3. Since our CDN is pointing directly to our Azure Website, we can use the CDN URL instead of the azure website one. For instance, the fake image I talked about the previous bullet can be accessed with the following URL: http://cdnurl/azure/image/path/in/blobstorage. This way, the first time someone opens an image through the CDN URL it is handled by the Image Resizer library. The second time, CDN has already cached it and distributed it around the world and it is served much faster!
Hi André
Great article…. Is there something special required here to make this work.
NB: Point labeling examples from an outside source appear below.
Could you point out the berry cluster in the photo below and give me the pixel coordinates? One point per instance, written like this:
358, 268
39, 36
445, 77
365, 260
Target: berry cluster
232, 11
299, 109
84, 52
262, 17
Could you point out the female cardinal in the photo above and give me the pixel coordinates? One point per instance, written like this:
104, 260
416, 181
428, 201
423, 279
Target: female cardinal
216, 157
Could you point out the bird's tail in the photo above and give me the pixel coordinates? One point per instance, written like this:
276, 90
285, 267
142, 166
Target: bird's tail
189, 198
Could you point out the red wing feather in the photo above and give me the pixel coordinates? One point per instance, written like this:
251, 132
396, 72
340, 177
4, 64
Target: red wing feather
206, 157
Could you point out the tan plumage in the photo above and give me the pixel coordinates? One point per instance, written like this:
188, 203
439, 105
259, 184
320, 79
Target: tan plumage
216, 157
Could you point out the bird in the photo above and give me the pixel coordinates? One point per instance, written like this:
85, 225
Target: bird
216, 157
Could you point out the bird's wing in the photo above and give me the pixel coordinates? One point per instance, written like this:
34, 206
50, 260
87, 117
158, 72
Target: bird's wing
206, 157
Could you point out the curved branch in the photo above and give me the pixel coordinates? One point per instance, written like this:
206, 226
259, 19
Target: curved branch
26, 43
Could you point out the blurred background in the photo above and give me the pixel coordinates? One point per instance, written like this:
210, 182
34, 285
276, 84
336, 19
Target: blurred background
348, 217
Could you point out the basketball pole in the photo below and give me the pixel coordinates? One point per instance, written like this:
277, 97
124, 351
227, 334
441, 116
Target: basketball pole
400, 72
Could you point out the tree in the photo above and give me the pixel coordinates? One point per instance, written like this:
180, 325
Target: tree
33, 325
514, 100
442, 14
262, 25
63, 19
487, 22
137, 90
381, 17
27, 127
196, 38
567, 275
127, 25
I’m running with the AzureReader2, disabled my DiskCache, and added a CDN:
Origin hostname: memberlink1.cloudapp.net
Origin host header: http://www.memberlink.dk
Origin path: /azure
But, this original path works.
https://www.memberlink.dk/azure/sitesite2520807756807295127/thomas-franz-kristiansen/ProfilePicture/image.jpg?autorotate=true&width=50&height=50&mode=crop
But the new CDN path doesn’t
https://memberlink.azureedge.net/sitesite2520807756807295127/thomas-franz-kristiansen/ProfilePicture/image.jpg?autorotate=true&width=50&height=50&mode=crop
What am I missing here ?
Regards, Thomas
Hi Thomas,
Thanks for the feedback!
You are getting into a redirect loop, which leads me to believe the CDN is not pointing to where it should.
The URL I’m getting to is the following: https://memberlink.azureedge.net/pages/404.html/pages/404.html/pages/404.html/pages/404.html/pages/404.html/pages/404.html/pages/404.html/pages/404.html/pages/404.html/pages/404.html/pages/404.html/pages/404.html/pages/404.html/pages/404.html/pages/404.html/pages/404.html/pages/404.html/pages/404.html/pages/404.html/pages/404.html/sitesite2520807756807295127/thomas-franz-kristiansen/ProfilePicture/image.jpg?autorotate=true&width=50&height=50&mode=crop
Can’t you check in your site logs which URL you’re getting to, that is throwing a 404?